5 Things I Learned at … IASSIST 2019

At the end of May, I headed to Sydney, Australia for this year’s IASSIST conference! IASSIST is a great organization that puts on an awesome conference, and I try to attend as often as my schedule allows. This year, I also was able to present on some work with ReproZip and ReproServer (slides on the OSF!), as well as participate on a panel about promoting reproducibility as a partner in campus-wide efforts.

Great ReproZip presentation by @VickySteeves !!! #iassist19 pic.twitter.com/skTbO1ezTT
— Eimmy Solis (@eimmysolis) May 31, 2019

While I was there, I learned about some great initiatives, projects, and tools! So without further ado, here are the 5 things I learned at IASSIST 2019:

IASSIST Qualitative Social Science and Humanities Data Interest Group — having formed in 2016, this interest group is meant to generate conversations around the needs of researchers who work with qualitative data and methods, and what types of services librarians and other information professionals can develop to support these researchers. I had never been to a special interest group meeting at IASSIST before, but this was a great first one! Very well-organized and I loved hearing about the agenda of the group.
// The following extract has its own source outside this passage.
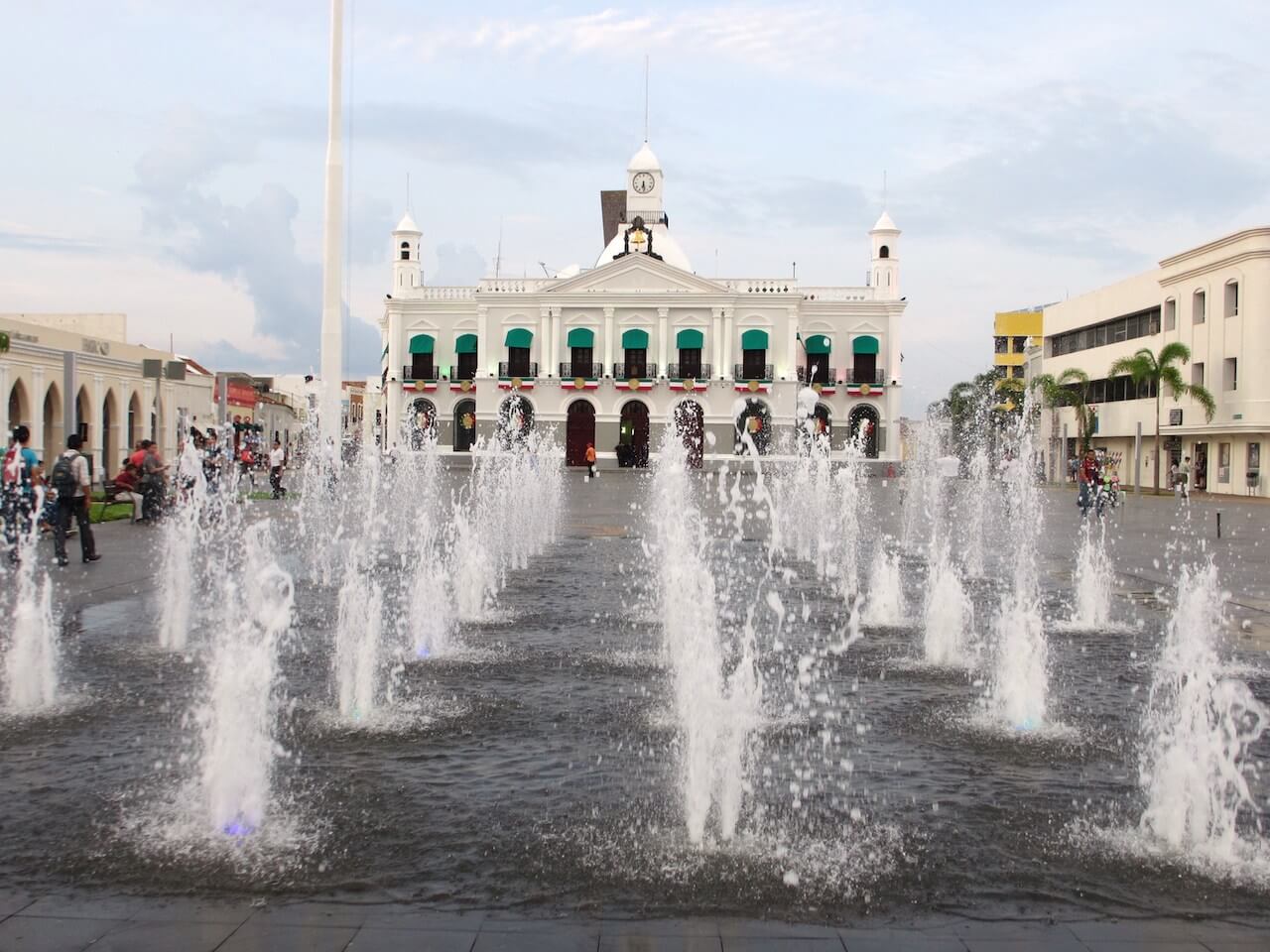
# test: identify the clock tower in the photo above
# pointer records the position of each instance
(644, 186)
University of Washington Libraries Data Services RDM MOOC — the Data Services team at UW pulled from existing curricula in RDM and expertise in the library to edit the materials down into a Massive Open Online Course scoped it as a non-credit, 4 day class that has about a 1hr/day time commitment with a 1:8 ratio of tutor:student. The course was offered once in Winter, Spring, and Summer with attendance ranging from 40-110. Learners in the MOOC overwhelmingly reported both that the class was very clear as to the contents (expectation management!) and that the class exceeded expectations. A nice model for a global campus to learn from, too!
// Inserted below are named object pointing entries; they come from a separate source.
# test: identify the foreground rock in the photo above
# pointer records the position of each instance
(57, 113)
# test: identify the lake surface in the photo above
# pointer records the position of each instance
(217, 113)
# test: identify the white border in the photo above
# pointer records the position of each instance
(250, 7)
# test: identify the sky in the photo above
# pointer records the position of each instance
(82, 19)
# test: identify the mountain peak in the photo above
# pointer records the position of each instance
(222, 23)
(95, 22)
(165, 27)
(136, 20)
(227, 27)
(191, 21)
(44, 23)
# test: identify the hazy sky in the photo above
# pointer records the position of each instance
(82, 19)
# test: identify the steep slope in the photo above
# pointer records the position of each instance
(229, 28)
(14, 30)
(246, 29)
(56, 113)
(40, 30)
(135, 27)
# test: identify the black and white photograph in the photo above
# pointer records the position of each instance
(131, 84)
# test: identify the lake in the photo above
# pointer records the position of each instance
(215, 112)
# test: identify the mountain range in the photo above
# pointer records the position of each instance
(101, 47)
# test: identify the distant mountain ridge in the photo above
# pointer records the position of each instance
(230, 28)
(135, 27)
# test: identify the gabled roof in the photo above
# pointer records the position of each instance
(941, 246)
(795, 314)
IPYSheet – a neat implementation for Jupyter notebooks and JupyterLAb that lets folks edit spreadsheets right in the notebook! The add-on makes a widget that can be embedded in a code cell. Try out a live version of it on Binder: https://mybinder.org/v2/gh/QuantStack/ipysheet/master?filepath=docs%2Fsource%2Findex.ipynb
Cornell Institute for Social and Economic Research (CISER) houses R-squared, a research verification service at Cornell University. The staff at R-squared aims to reproduce the claims from a paper or report by taking the data and code and rerunning it to check whether the reported output is valid. The staff then creates an archive package with all information in one place and deposits it into their data archive. On their site, they say the average review takes 4-8 hours. They do not check methods, replicate studies, question conclusions/theories, or make any direct changes to patrons’ work.
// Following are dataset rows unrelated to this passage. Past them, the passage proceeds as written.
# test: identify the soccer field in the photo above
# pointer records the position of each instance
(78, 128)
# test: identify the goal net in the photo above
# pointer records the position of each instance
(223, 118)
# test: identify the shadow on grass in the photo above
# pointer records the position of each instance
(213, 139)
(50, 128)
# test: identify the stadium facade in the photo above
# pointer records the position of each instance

QAMyData, an open source data quality assurance tool for SPSS, STATA and SAS files, written in the Rust programming languages (one of my faves!). The speakers mentioned CSVs are being somewhat supported as well by this tool. QAMyData aims to “automatically detect some of the most common problems in survey and other numeric data and creates a ‘data health check’, assisting with the clean up of data and providing an assurance that data is of a high quality.” It’s in a very alpha state, so I look forward to seeing this grow and add support for open formats!